When everyone is ready to sit down and eat, place the electric wok in the centre of the table. Reheat stock and invite your guests to choose their own meat, fish and vegetables to cook in the simmering stock, before dipping them in their favourite sauces and condiments. Towards the end of the meal — generally a long and raucous affair — the noodles are added to the rich, full-flavoured stock and slurped.


Balinese Feast Recipes

Balinese Spice Paste Mix – ‘Base Gede’

  • 25 shallots or 2 onions, peeled and chopped
  • 2 cloves garlic, peeled and chopped
  • 7 large red chilies, seeded and chopped
  • 5 cm (2 in) galangal peeled & chopped
  • 5 cm (2 in) kencur root peeled & chopped (sometimes called lesser galangal or cekuk in Balinese – substitute dried sliced or powdered kencur, or omit altogether)
  • 5 cm Ginger, peeled & chopped
  • 10 cm (4 in) fresh turmeric, peeled and chopped or 2 tblspns powdered turmeric
  • 1 tablespoon coriander seeds
  • 6 candlenuts, or substitute 3 tblspns ground almonds
  • 2 teaspoons dried shrimp paste
  • 1/2 teaspoon black peppercorns
  • 1 pinch freshly grated nutmeg (or powdered nutmeg)
  • 3 cloves
  • 4 tablespoons vegetable oil


Pound in a mortar and pestle or use a blender, all the above ingredients except the oil

Heat the oil in a wok or heavy pan, add the blended spice mix and cook over a high heat, stirring frequently, for 5 minutes, until the mix turns golden. Cool before using.
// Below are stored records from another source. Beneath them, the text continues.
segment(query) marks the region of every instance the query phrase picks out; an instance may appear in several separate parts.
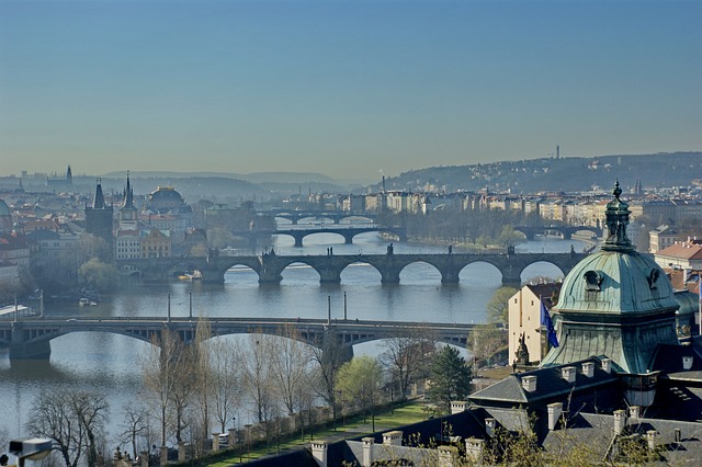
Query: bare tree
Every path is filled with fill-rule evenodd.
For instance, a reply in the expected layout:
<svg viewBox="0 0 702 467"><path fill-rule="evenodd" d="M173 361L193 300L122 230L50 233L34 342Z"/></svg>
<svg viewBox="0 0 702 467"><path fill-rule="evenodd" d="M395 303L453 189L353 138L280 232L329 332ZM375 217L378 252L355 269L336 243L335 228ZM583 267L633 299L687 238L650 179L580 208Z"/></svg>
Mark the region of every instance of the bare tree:
<svg viewBox="0 0 702 467"><path fill-rule="evenodd" d="M409 386L428 371L435 350L437 340L427 329L415 329L409 333L396 333L381 343L383 352L378 361L392 377L400 398L407 396Z"/></svg>
<svg viewBox="0 0 702 467"><path fill-rule="evenodd" d="M268 421L274 403L271 376L273 349L270 335L253 333L242 352L241 368L247 395L254 405L253 411L259 423Z"/></svg>
<svg viewBox="0 0 702 467"><path fill-rule="evenodd" d="M333 334L325 334L316 345L312 346L315 363L314 390L331 408L333 420L337 419L336 378L339 368L349 355L339 342L335 342Z"/></svg>
<svg viewBox="0 0 702 467"><path fill-rule="evenodd" d="M240 348L233 341L212 339L205 345L207 368L210 369L210 394L212 411L219 424L220 433L233 419L244 390L242 355Z"/></svg>
<svg viewBox="0 0 702 467"><path fill-rule="evenodd" d="M53 440L67 467L76 467L83 454L88 466L94 467L107 411L101 394L66 389L44 392L30 412L27 430Z"/></svg>
<svg viewBox="0 0 702 467"><path fill-rule="evenodd" d="M124 420L122 422L122 440L132 444L132 458L139 454L139 436L148 436L148 411L140 405L126 405L124 407ZM148 443L147 443L148 445Z"/></svg>
<svg viewBox="0 0 702 467"><path fill-rule="evenodd" d="M313 354L296 328L288 326L280 333L282 338L273 342L272 377L287 413L294 413L301 409L303 392L309 389Z"/></svg>
<svg viewBox="0 0 702 467"><path fill-rule="evenodd" d="M161 424L161 446L166 446L170 415L176 411L176 394L180 390L180 372L183 371L188 351L180 337L168 328L160 335L154 335L151 343L154 345L141 360L140 366L144 387L150 396L149 402L157 409ZM178 430L178 423L176 425Z"/></svg>

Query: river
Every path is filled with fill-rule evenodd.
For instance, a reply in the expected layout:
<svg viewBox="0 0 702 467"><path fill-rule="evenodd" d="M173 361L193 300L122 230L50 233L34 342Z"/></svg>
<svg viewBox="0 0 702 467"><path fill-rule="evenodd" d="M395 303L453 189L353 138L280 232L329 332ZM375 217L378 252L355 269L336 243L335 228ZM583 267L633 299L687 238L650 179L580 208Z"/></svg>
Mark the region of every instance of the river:
<svg viewBox="0 0 702 467"><path fill-rule="evenodd" d="M369 232L344 244L341 237L318 234L306 237L302 248L290 237L274 238L276 254L384 253L388 241ZM517 247L517 252L567 252L584 248L577 240L541 237ZM395 252L445 252L445 247L394 243ZM454 248L458 252L460 249ZM241 254L251 254L242 251ZM535 276L559 277L557 267L547 263L529 266L522 281ZM501 285L497 269L487 263L474 263L461 273L457 285L442 285L440 273L426 263L416 263L400 274L400 284L381 284L381 275L369 265L351 265L341 274L341 284L321 285L318 274L305 265L292 265L283 273L280 285L259 285L258 276L247 269L234 269L225 275L223 285L199 282L149 284L103 297L94 307L77 304L47 304L47 316L163 316L168 295L171 316L188 316L192 291L193 316L210 317L301 317L326 318L331 297L332 318L343 317L343 295L347 295L349 319L388 321L484 322L485 306ZM226 338L219 338L226 339ZM0 441L4 434L25 436L24 424L34 398L59 387L94 389L106 394L111 406L109 446L118 443L123 407L139 398L138 358L148 343L109 333L71 333L52 341L52 357L47 362L16 361L10 364L7 350L0 350ZM376 354L377 344L354 348L354 353Z"/></svg>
Sayur Urab (Mixed Vegetable with Grated Coconut)

Sayur Urab is a vegetable dish that is usually made with a green vegetable and grated coconut. In this dish, long green beans, spinach and beansprouts may be used.

  • 500g long green beans (and/or spinach and/or beansprouts and/or carrots, or substitute any soft vegetable)
  • 1 cup grated coconut (just bring a fresh coconut and we’ll grate it with my Balinese coconut grater – dried coconut DOES NOT WORK.
  • 2 long red chilies
  • 3 hot green chilies
  • 10 shallots
  • 1 clove garlic
  • 1 tsp shrimp paste
  • 1 tsp salt

Finely chop the chilies, shallots and garlic.

Cook green beans in boiling water for four minutes (start with carrots, if using). Drain beans and chop. Fry the shallots until half cooked, add the chilies, garlic and shrimp paste and continue frying until fragrant.

In a bowl mix together the vegetables, grated coconut and spice mix. Serve.


Tuna Sambal Matah

In this recipe, fish is fried and topped with a spicy sambal. The recipe can be made with tuna or any meaty fish. The Balinese usually use a fish they call pindang.

  • Tuna in small steaks
  • 3 hot chilies
  • 15 shallots
  • 2 blades of lemongrass
  • 1 5cm piece ginger
  • 1 tsp salt
  • ½ tsp white pepper
  • 3 tablespoons oil
  • ½ a lime

Chop chillies, shallots, lemongrass and ginger into small pieces

Fry tuna steaks for about five minutes. Remove from heat and cut the tuna into bite-sized chunks. Place into a dish.

In a bowl, mix together the chillies, shallots, lemongrass, ginger, salt, pepper and oil. Add the lime and squeeze mixture with hands to blend the flavours.

To serve, spread the sambal over the tuna.


Tempe Manis (Sweet Fried Tempe)

  • One block (about 500g) firm tempe
  • 1 cup raw peanuts
  • 2 cups small dried fish (ikan bilis)
  • 2 tablespoons dark brown sugar (or palm sugar)
  • 3 cloves garlic
  • 2 red chillies
  • ½ tsp salt
  • ½ tsp pepper
  • Oil for frying

Cut raw tempe into fine strips, approx 3-4 mm wide and 3-4 cm long (ie, a bit like thick matchsticks)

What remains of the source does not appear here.